Gratien avait nommé à ce poste éminent un sien ami et coreligionnaire, Maxime — que l'on devait plus tard déclarer Magnus et Clémens — un compatriote et ami également de Théodose. Le roi s'appelait Octave. Il faisait gérer le pays de Galles par son frère Dionote. Leur puîné, Caradoc, s'occupait de la Cornwall, et avait pour fils Conan Murdoc'h (Mériadec).

Maxime, en 381, épousa la fille d'Octave, qui n'avait pas d'autre enfant, et bientôt l'on apprit que le vieux monarque voulait, soit léguer le trône à son gendre, soit même abdiquer au profit de celui-ci.

Dionote et Caradoc se concertèrent, et naturellement furent d'accord pour estimer qu'une action quelconque mais immédiate s'imposait. Il fallait à tout prix empêcher la réalisation d'un projet où leurs droits étaient sacrifiés, et qui, en outre, tendait à installer une dynastie étrangère. Il restait à combiner les voies et moyens, et ce n'était pas commode. S'attaquer à Maxime, c'était achever de s'aliéner Octave et principalement c'était s'en prendre à l'Empire, qui demeurait puissant, ou paraissait l'être encore.

Conan, pendant que délibéraient son père et son oncle, se mit à parcourir les régions de l'archipel où les Romains n'avaient jamais réussi à pénétrer, et où l'on éprouvait pour eux le plus de haine : l'Hibernie et la Calédonie. Les volontaires y affluèrent autour de lui, il revint en Cornwall avec une petite armée d'Irlandais, de Pictes et de Scots.

Maxime était pieux et, d'autre part, ce n'était pas un ambitieux vulgaire. Il lui répugnait de conquérir le pouvoir par une guerre quasi-fratricide, et il aspirait à bien davantage que la couronne de Grande-Bretagne. Il manda Sylvius Bonus, un Latin qui avait été le précepteur de Conan, et il le chargea de négocier pour lui avec les trois mécontents.

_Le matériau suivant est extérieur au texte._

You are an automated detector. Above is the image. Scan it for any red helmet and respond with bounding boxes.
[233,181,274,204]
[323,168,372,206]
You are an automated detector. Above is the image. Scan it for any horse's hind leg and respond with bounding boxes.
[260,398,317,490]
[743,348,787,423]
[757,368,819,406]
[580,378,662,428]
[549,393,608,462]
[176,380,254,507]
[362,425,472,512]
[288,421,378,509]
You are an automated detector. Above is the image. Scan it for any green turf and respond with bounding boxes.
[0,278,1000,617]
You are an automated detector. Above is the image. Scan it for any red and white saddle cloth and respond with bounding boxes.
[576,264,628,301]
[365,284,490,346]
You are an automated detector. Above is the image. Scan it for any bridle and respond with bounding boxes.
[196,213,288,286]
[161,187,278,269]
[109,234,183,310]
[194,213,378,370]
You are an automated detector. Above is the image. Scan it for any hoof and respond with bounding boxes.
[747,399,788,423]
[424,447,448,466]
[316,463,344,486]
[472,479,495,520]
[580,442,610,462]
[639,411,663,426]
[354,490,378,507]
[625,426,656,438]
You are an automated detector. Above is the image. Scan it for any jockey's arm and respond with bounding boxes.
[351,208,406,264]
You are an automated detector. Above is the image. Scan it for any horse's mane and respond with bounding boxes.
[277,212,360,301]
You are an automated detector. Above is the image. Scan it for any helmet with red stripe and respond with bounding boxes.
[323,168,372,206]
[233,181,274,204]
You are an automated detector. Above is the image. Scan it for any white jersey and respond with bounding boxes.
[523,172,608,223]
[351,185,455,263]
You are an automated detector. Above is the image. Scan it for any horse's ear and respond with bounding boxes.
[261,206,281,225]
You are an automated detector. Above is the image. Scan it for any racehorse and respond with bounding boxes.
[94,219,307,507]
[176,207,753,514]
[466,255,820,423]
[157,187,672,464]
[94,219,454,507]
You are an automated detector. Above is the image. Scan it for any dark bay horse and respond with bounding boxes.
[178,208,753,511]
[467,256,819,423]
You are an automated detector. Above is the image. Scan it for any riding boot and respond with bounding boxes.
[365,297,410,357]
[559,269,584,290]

Le premier résultat fut que les légions cantonnées en Grande-Bretagne se révoltèrent contre Gratien et proclamèrent empereur Maxime. Puis celui-ci promit de veiller à ce que Dionote succédât à Octave et qu'en même temps Caradoc remplaçât Dionote dans le pays de Galles. Enfin, il s'engageait à nommer  Conan gouverneur de l'Armorique, dès qu'avec son aide il se serait emparé des Gaules.

Il passa la Manche avec des troupes dont l'effectif était probablement inférieur à vingt mille hommes, y compris les douze mille Hiberniens, Calédoniens el Gallois que commandait le fils de Caradoc. Des historiens qui n'ont jamais vu la côte léonaise, qui en ignorent même une carte si peu détaillée que ce soit, prétendent, les uns, que l'on atterrit à Oecismor, les autres, à Morlaix. Dans les deux cas, l'impossibilité matérielle crève les yeux, étant donné la configuration du littoral et de tout ce qui émerge dans son voisinage, les modifications auxquelles le soumettent le flux et le reflux, et ce qu'étaient les bateaux à cette époque. D'ailleurs, comment débarquer directement dans un port encore insoumis ? Maxime et Conan n'ont pu aborder que là où est situé à présent Roscoff (383).

Les Armoricains les accueillirent avec enthousiasme, d'abord dans Ocismor, ensuite dans Morlaix. La légion éparpillée sur la côte septentrionale de la péninsule, et dont l'esprit avait dû se délatiniser en ces parages, se rallia, cohorte après cohorte, aux envahisseurs, à mesure qu'ils avançaient vers l'est.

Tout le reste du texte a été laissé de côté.